If this is a man, then what keeps man from losing his life? Morality is a structural part of humans in a society, but on a more personal level, characteristics like ones identity, possessions, and names are the structure to which a man can stand on. Primo asks us to imagine a man who is deprived of & everything he possesses: he will be a hollow man, reduced to suffering and needs (Levi, 27) The prisoners last shreds of evidence of their free lives are taken away, and although their physical body remains moving, they are exterminated nonetheless. This points to the double meaning of the extermination camp, where physical bodies were extinguished alongside life the way people knew it. Identity was next, and Levi quickly learned that I am Haftling. My number is 174517 (Levi, 27). With possessions gone and names taken, the prisoners are left to scramble for any semblance of structure that they have to stand on to prove to themselves that they have life beyond the ability to move themselves.

Loss of ability to think was less tangible of an offense than the removal of possession and identity, but it may have been just as important to the prisoners sense of life as anything else. If Levi could have chosen any image to enclose all the evil of his time in a single image, he would choose the emaciated man, with head dropped and shoulders curved, on whose face and in whose eyes not a trace of a thought is to be seen (Levi, 90). Its interesting that Levi chose the image of a man who was biologically alive in the physical sense of the word, yet with a lack of thought. Is he then saying that the millions of deaths from camps such as Auschwitz was less evil? I doubt it. My interpretation of his point here is that the loss of thought was an offense that rivaled that of loss of physical life. In the Ka-Be, one spoke of other things than hunger and work…When one works…there is no time to think…but here the time is ours (Levi, 55). Here, the statement the time is ours holds a meaning deeper than its modern usage to fleetingly denote the fact that there was free time, but that in Auschwitz, being able to own time was as important in a base level as an actual possession – to have time and thought for yourselves when it was scarce everywhere else. When Descartes was attempting to discover something in the world he would be able to deem irrefutable, he came up with the statement I think, therefore I am. In the Ka-Be, the prisoners are able to at least confirm this shred of reality while they, for a fleeting moment, own their own thoughts and time. This ability to think is what keeps them alive and separates themselves from the image of pure evil Levi depicts.

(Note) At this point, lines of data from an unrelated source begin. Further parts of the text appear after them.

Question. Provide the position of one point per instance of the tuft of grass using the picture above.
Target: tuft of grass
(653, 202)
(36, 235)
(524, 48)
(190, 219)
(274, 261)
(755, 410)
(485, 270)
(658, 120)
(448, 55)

With a title like If this is a man, Levi allows the reader to go in a seemingly infinite number of interpretations. However, in his survival story, he challenges the base assumptions people hold about humanity, and allows one to converge upon their own definition of the importance of individualism, question their own morality, and re-evaluate their perspective on life itself. While I flailed about attempting to get to the bottom of such questions of the world, only more arisen, perhaps mirroring the stacking of suffering that those prisoners faced in that horrible death camp of Auschwitz, but hopefully, never amounting to that degree of a dilemma.